Vronsky could not understand how she, with her strong, honest nature, could endure this situation of deceit and not wish to get out of it; but he did not suspect that the main reason for it was that word ‘son’ which she could not utter. When she thought of her son and his future attitude towards the mother who had abandoned his father, she felt so frightened at what she had done that she did not reason, but, like a woman, tried only to calm herself with false reasonings and words, so that everything would remain as before and she could forget the terrible question of what would happen with her son.[29]
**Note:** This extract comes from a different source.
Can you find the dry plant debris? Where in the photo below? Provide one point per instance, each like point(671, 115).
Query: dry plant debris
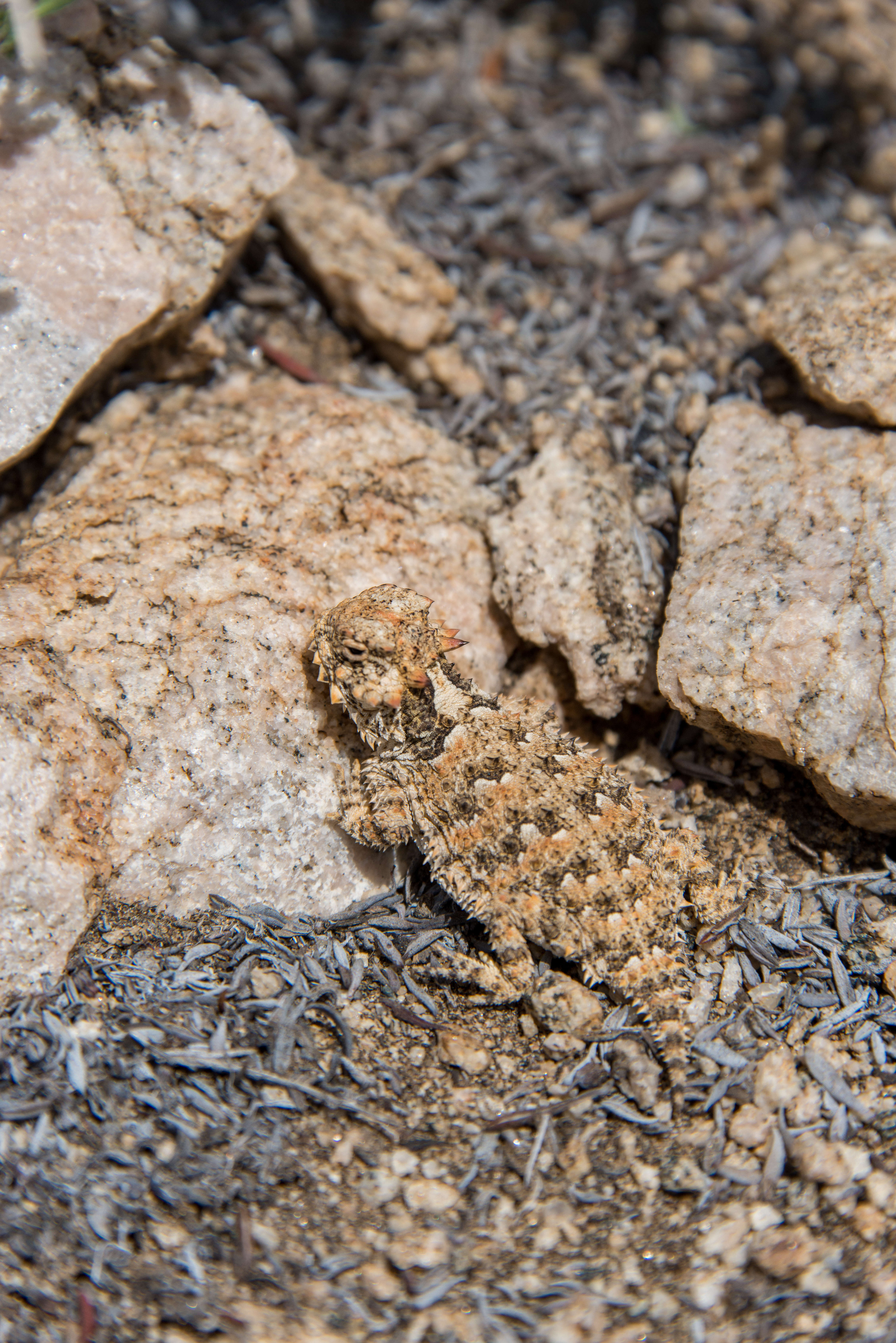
point(242, 1113)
‘I beg you, I implore you,’ she said suddenly in a completely different, sincere and tender tone, taking his hand, ‘never speak to me of that!’
‘But, Anna …’
‘Never. Leave it to me. I know all the meanness, all the horror of my situation; but it’s not as easy to resolve as you think. Leave it to me and listen to me. Never speak of that to me. Do you promise me? … No, no, promise! …’
‘I promise everything, but I can’t be at peace, especially after what you’ve said. I can’t be at peace when you are not at peace …’
‘I?’ she repeated. ‘Yes, I’m tormented sometimes; but it will go away if you never speak to me of that. It’s only when you speak of it that it torments me.’
‘I don’t understand,’ he said.
‘I know,’ she interrupted him, ‘how hard it is for your honest nature to lie, and I’m sorry for you. I often think how you ruined your life for me.’
‘I was thinking the same thing just now,’ he said. ‘How could you have sacrificed everything for me? I can’t forgive myself that you are unhappy.’
‘I’m unhappy?’ she said, coming close to him and looking at him with a rapturous smile of love. ‘I’m like a starving man who has been given food. Maybe he’s cold, and his clothes are torn, and he’s ashamed, but he’s not unhappy. I’m unhappy? No, this is my happiness …’
She heard the voice of her returning son and, casting a quick glance around the terrace, rose impetuously. Her eyes lit up with a fire familiar to him, she raised her beautiful, ring–covered hands with a quick gesture, took his head, gave him a long look and, bringing her face closer, quickly kissed his mouth and both eyes with her open, smiling lips and pushed him away. She wanted to go, but he held her back.
‘When?’ he said in a whisper, looking at her rapturously.
‘Tonight, at one,’ she whispered and, after a deep sigh, walked with her light, quick step to meet her son.